Wednesday, March 5, 2008

Wisdom from… [5 Mar]

ST AMBROSE OF MILAN (339–397): Love is strong as death

Fasten this sign of the Crucified upon your breast and your heart, fasten it upon your arm, so that in all your actions you may be dead to sin. Do not be dismayed by the hardness of the nails; it is no more than the severity of love. Do not complain of their unbreakable firmness; love also is strong as death. It is love that puts to death all our sins and failings, love that deals their death blow. In a word, by loving the Lord's commandments we die to sin and to deeds of shame. God is love; his word is love, that word which is all-powerful, sharper than a two-edged sword, penetrating to the point where soul is divided from spirit or joints from marrow.
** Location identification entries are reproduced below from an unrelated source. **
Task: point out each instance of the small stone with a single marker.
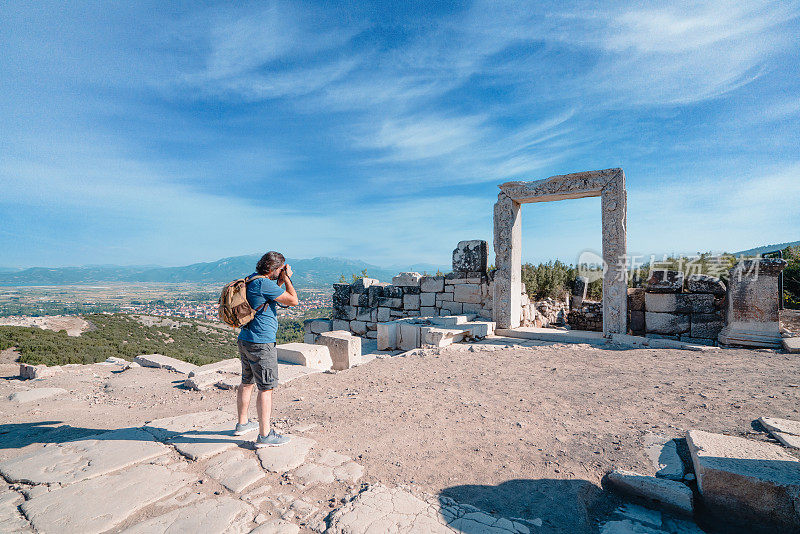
(286, 457)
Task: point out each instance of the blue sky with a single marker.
(170, 133)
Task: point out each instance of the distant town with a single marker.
(161, 299)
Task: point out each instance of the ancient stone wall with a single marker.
(360, 306)
(691, 311)
(587, 316)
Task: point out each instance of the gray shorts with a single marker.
(259, 364)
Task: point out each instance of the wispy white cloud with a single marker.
(715, 214)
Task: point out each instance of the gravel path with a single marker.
(523, 431)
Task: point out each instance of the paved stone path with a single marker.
(188, 473)
(398, 510)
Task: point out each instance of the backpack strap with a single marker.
(248, 280)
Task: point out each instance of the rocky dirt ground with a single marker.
(518, 430)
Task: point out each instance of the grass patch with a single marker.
(123, 336)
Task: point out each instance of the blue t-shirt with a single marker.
(264, 326)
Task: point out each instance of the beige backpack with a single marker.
(234, 310)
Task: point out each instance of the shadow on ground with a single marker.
(564, 506)
(19, 435)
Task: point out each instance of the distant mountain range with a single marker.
(766, 248)
(309, 273)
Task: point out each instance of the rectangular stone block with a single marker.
(479, 329)
(313, 356)
(703, 283)
(390, 302)
(441, 337)
(667, 323)
(671, 494)
(392, 292)
(467, 293)
(408, 336)
(444, 297)
(746, 481)
(357, 327)
(471, 256)
(411, 302)
(387, 335)
(636, 299)
(165, 362)
(361, 285)
(706, 325)
(452, 308)
(28, 371)
(101, 504)
(228, 365)
(661, 281)
(344, 348)
(637, 325)
(317, 326)
(470, 307)
(367, 315)
(411, 279)
(338, 324)
(432, 284)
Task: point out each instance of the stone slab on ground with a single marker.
(220, 515)
(311, 473)
(344, 348)
(276, 526)
(102, 503)
(663, 454)
(673, 495)
(165, 362)
(306, 354)
(396, 510)
(11, 520)
(746, 480)
(775, 424)
(198, 435)
(788, 440)
(555, 335)
(288, 372)
(791, 344)
(236, 470)
(348, 473)
(286, 457)
(332, 458)
(35, 394)
(75, 461)
(228, 365)
(29, 372)
(634, 519)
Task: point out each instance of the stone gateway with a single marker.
(609, 184)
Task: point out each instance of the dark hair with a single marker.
(269, 262)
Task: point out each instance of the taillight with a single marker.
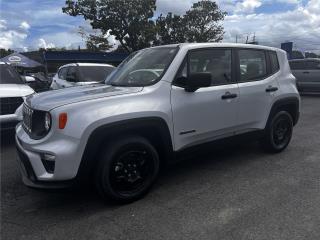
(63, 118)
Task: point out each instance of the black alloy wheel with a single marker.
(127, 169)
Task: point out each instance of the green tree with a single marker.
(5, 52)
(95, 42)
(170, 29)
(130, 21)
(203, 22)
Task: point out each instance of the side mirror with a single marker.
(71, 78)
(29, 79)
(198, 80)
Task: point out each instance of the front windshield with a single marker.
(94, 73)
(143, 68)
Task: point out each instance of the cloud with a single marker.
(24, 26)
(301, 25)
(43, 44)
(11, 38)
(247, 6)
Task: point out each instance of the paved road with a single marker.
(235, 193)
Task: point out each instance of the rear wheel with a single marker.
(127, 169)
(278, 132)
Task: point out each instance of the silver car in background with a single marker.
(13, 91)
(307, 73)
(77, 74)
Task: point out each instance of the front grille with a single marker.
(27, 113)
(9, 105)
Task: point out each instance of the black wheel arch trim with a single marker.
(137, 126)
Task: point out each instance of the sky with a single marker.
(30, 24)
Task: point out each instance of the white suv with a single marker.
(159, 102)
(12, 93)
(76, 74)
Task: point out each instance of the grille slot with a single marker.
(27, 118)
(9, 105)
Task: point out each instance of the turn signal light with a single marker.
(63, 118)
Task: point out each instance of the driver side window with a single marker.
(218, 62)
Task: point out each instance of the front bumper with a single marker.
(29, 177)
(33, 169)
(9, 121)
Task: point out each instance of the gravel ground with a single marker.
(233, 193)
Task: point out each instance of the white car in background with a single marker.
(13, 90)
(76, 74)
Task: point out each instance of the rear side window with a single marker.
(313, 65)
(274, 63)
(72, 74)
(8, 75)
(63, 73)
(215, 61)
(297, 65)
(253, 66)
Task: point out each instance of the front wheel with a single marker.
(278, 132)
(127, 169)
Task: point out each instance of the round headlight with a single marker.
(47, 121)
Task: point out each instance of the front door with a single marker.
(258, 85)
(208, 113)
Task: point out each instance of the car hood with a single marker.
(15, 90)
(52, 99)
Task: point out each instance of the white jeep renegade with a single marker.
(159, 102)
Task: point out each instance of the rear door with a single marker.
(312, 81)
(258, 86)
(300, 71)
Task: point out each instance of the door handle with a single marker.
(228, 95)
(271, 89)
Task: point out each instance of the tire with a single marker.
(278, 132)
(127, 169)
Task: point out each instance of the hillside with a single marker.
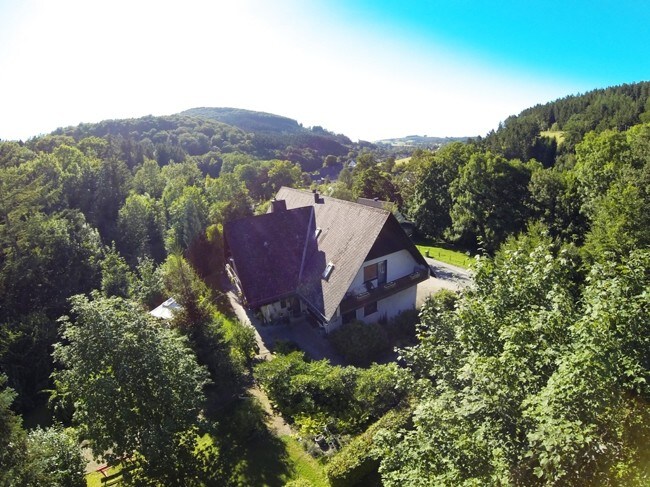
(567, 120)
(421, 141)
(248, 120)
(210, 133)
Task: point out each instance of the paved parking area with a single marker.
(446, 277)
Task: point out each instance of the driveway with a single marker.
(447, 276)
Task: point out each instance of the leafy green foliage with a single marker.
(359, 343)
(345, 397)
(54, 458)
(12, 438)
(524, 383)
(360, 458)
(141, 394)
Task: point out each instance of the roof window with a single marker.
(328, 271)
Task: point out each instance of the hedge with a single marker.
(356, 461)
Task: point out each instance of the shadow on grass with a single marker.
(248, 450)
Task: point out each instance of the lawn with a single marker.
(94, 479)
(444, 253)
(304, 465)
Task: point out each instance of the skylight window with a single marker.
(328, 271)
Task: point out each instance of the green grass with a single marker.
(94, 479)
(404, 160)
(304, 465)
(445, 254)
(558, 135)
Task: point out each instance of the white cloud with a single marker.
(79, 61)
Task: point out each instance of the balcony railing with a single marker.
(355, 301)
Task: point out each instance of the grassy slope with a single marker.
(447, 255)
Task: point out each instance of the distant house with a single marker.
(333, 260)
(166, 310)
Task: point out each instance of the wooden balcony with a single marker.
(355, 301)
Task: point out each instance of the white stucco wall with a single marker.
(274, 311)
(391, 306)
(399, 264)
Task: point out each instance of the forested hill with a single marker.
(212, 134)
(547, 131)
(248, 120)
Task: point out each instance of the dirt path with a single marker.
(275, 422)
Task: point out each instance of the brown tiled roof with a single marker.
(278, 254)
(348, 232)
(267, 251)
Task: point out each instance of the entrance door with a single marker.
(381, 272)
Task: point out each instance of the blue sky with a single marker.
(369, 69)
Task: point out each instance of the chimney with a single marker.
(278, 206)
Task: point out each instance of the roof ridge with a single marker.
(336, 200)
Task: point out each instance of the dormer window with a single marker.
(328, 271)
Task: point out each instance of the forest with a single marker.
(537, 374)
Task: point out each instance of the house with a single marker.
(166, 310)
(407, 225)
(335, 261)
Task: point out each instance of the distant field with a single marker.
(558, 135)
(449, 256)
(402, 161)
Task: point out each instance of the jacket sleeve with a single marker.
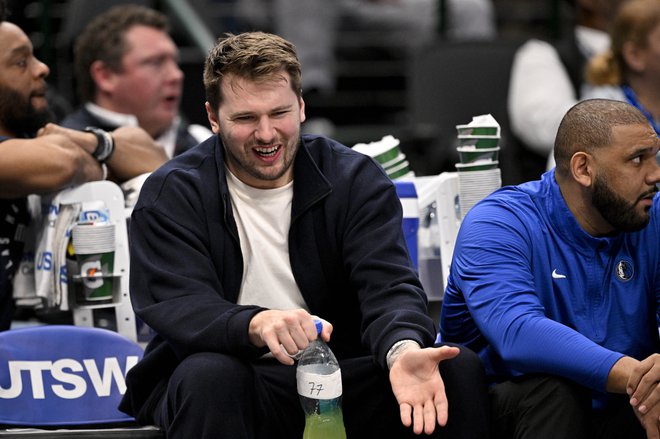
(175, 285)
(492, 267)
(392, 301)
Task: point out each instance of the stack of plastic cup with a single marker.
(388, 154)
(93, 240)
(478, 151)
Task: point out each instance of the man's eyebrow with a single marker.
(23, 49)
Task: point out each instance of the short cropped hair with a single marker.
(103, 40)
(256, 56)
(588, 125)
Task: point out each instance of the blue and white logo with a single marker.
(624, 270)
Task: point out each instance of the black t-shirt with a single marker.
(14, 219)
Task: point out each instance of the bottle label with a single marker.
(319, 386)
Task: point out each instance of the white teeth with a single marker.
(267, 151)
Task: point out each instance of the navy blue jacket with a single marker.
(346, 245)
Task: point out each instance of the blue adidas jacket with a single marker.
(530, 291)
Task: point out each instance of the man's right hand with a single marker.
(285, 332)
(644, 389)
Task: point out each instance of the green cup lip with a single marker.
(478, 130)
(477, 166)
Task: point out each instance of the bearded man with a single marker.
(556, 284)
(57, 158)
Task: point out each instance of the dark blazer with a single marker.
(346, 245)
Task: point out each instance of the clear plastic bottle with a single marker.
(319, 388)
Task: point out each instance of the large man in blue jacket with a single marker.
(556, 283)
(238, 242)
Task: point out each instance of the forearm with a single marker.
(45, 164)
(617, 380)
(135, 153)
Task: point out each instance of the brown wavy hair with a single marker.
(257, 56)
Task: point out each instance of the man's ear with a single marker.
(582, 168)
(213, 118)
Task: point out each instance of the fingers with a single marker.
(424, 417)
(648, 401)
(405, 412)
(285, 333)
(643, 384)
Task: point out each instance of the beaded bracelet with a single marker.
(105, 144)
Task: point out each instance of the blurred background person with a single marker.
(547, 79)
(127, 70)
(630, 70)
(315, 27)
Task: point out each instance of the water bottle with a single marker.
(319, 387)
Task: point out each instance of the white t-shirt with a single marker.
(263, 217)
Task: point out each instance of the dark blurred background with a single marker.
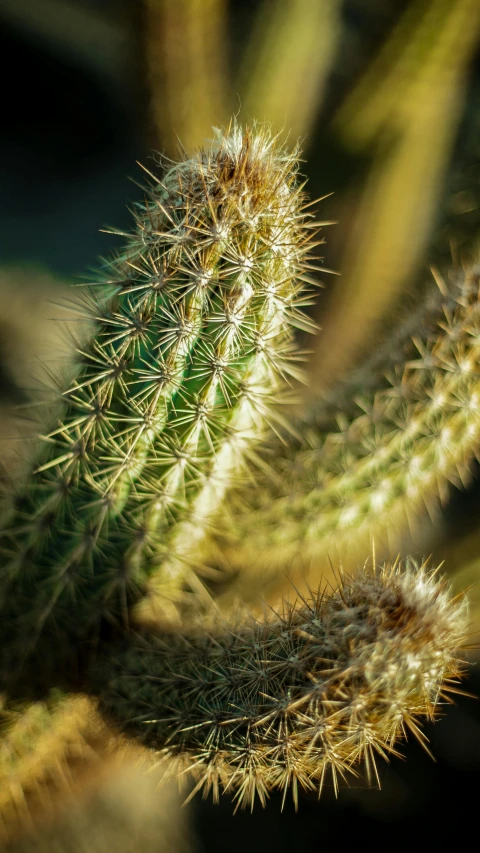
(385, 96)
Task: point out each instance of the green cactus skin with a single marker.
(192, 345)
(332, 681)
(375, 465)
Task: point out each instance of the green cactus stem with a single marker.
(193, 342)
(329, 682)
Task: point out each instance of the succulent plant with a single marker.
(185, 375)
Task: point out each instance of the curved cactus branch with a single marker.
(374, 467)
(277, 705)
(192, 345)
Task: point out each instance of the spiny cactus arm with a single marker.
(272, 705)
(193, 342)
(389, 456)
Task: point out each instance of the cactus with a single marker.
(177, 386)
(192, 343)
(372, 466)
(278, 705)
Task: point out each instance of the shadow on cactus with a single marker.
(185, 377)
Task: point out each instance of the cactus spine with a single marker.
(193, 340)
(317, 689)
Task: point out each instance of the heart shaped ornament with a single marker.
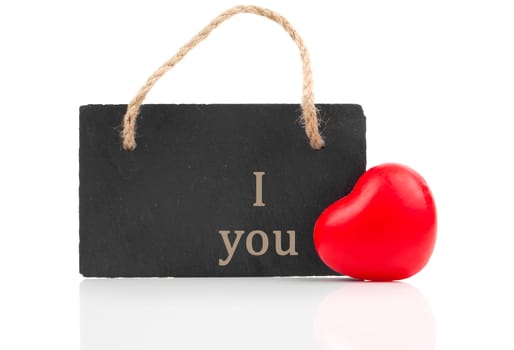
(384, 230)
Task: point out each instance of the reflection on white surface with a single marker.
(308, 313)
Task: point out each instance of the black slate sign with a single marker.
(211, 190)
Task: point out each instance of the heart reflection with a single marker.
(375, 316)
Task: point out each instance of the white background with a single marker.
(436, 81)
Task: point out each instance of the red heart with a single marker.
(384, 230)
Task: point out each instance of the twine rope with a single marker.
(309, 111)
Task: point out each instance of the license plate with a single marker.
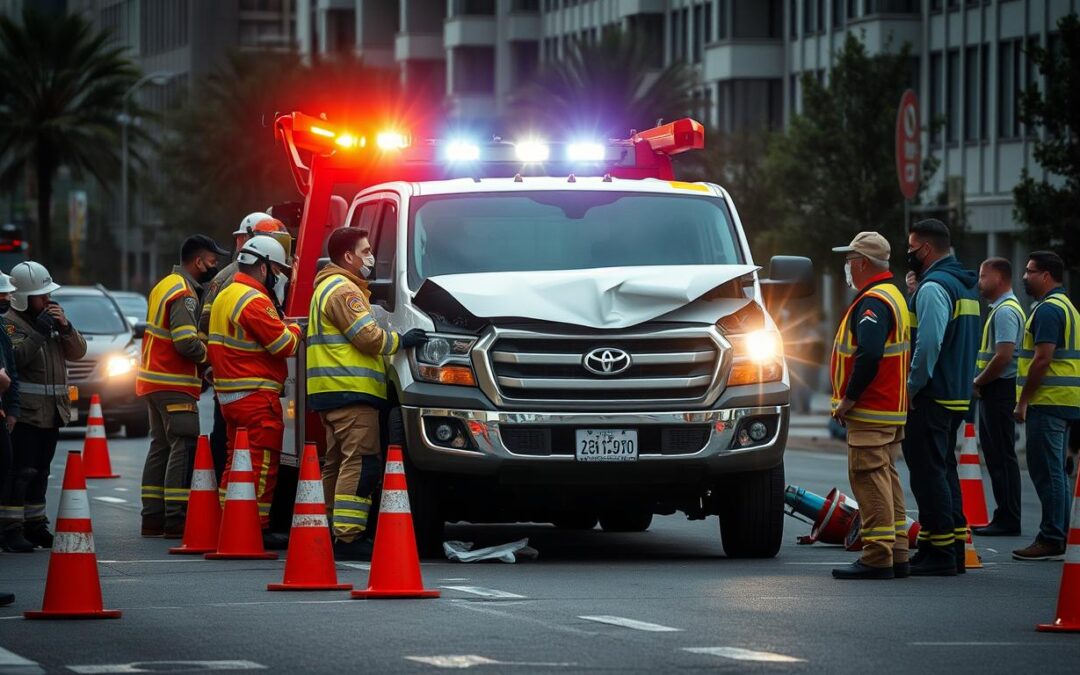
(606, 445)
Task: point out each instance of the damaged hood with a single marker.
(612, 297)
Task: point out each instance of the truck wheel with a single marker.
(752, 513)
(626, 521)
(423, 499)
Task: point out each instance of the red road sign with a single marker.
(908, 151)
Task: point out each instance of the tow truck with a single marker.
(601, 349)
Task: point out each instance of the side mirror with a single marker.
(790, 277)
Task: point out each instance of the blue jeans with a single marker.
(1045, 461)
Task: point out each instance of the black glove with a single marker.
(414, 337)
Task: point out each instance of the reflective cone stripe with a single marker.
(95, 447)
(72, 586)
(971, 481)
(241, 535)
(202, 524)
(1068, 597)
(395, 565)
(309, 565)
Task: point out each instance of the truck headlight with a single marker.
(758, 358)
(444, 360)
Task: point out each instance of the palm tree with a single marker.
(605, 89)
(62, 86)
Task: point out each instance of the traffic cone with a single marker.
(241, 536)
(309, 565)
(1068, 596)
(72, 589)
(395, 565)
(204, 511)
(971, 481)
(95, 448)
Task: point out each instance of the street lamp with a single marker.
(158, 79)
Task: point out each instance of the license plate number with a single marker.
(606, 445)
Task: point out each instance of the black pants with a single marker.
(997, 433)
(35, 448)
(930, 451)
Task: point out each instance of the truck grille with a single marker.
(660, 367)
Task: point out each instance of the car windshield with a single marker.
(93, 314)
(566, 230)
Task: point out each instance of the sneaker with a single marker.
(1041, 550)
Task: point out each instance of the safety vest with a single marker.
(885, 401)
(162, 367)
(1061, 386)
(986, 348)
(334, 364)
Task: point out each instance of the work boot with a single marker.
(937, 562)
(37, 532)
(14, 541)
(859, 570)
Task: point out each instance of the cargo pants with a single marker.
(872, 468)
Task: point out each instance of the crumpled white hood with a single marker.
(611, 297)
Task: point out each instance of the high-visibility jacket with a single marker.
(349, 363)
(986, 347)
(248, 341)
(885, 400)
(172, 351)
(1061, 386)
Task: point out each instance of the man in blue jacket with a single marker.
(945, 346)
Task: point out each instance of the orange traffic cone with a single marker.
(1068, 597)
(241, 535)
(204, 511)
(95, 448)
(309, 565)
(395, 565)
(72, 589)
(971, 481)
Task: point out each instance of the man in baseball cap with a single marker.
(869, 376)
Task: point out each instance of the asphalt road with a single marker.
(662, 601)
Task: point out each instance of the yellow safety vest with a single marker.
(1061, 386)
(986, 349)
(334, 364)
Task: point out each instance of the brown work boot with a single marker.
(1041, 550)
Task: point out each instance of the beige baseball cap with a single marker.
(869, 244)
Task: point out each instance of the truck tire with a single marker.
(752, 513)
(428, 522)
(626, 521)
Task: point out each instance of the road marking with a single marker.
(171, 666)
(632, 623)
(493, 593)
(11, 662)
(744, 655)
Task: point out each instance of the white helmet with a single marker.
(248, 223)
(259, 248)
(30, 279)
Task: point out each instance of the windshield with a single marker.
(93, 314)
(565, 230)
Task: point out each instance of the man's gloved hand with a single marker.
(414, 337)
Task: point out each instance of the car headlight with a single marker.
(444, 360)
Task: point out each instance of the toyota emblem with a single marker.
(606, 361)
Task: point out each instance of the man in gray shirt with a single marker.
(996, 392)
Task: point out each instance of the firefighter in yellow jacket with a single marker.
(347, 385)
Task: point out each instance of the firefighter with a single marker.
(869, 376)
(43, 339)
(170, 380)
(945, 346)
(248, 345)
(253, 224)
(347, 385)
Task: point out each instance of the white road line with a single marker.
(632, 623)
(494, 593)
(744, 655)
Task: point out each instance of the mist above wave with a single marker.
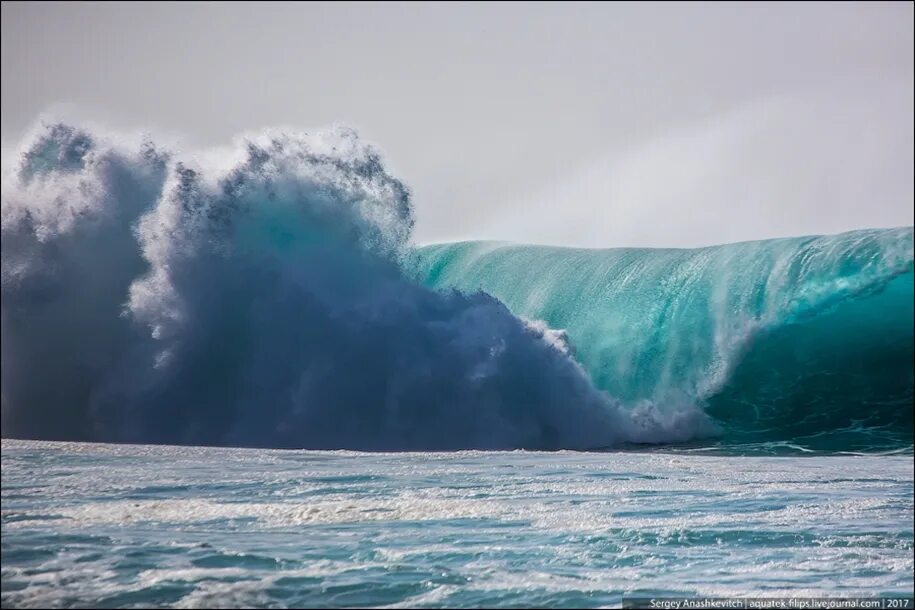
(148, 297)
Our soul and our flesh must be transfixed by the nails of love, and then we ourselves can say: I am wounded by love. Love has its own nail and its own sword with which to pierce the human soul; happy are they who are wounded by them. Let us willingly expose ourselves to these wounds; if we succumb to them, we shall not taste everlasting death. Let us take up our Lord's cross, the cross on which our unregenerate selves must be crucified and sin destroyed.
(In ps. 118, 15, 37-40: PL 15, 1497-1498.)

Bishop of Milan, Ambrose was a noted preacher and writer. He baptized Saint Augustine of Hippo.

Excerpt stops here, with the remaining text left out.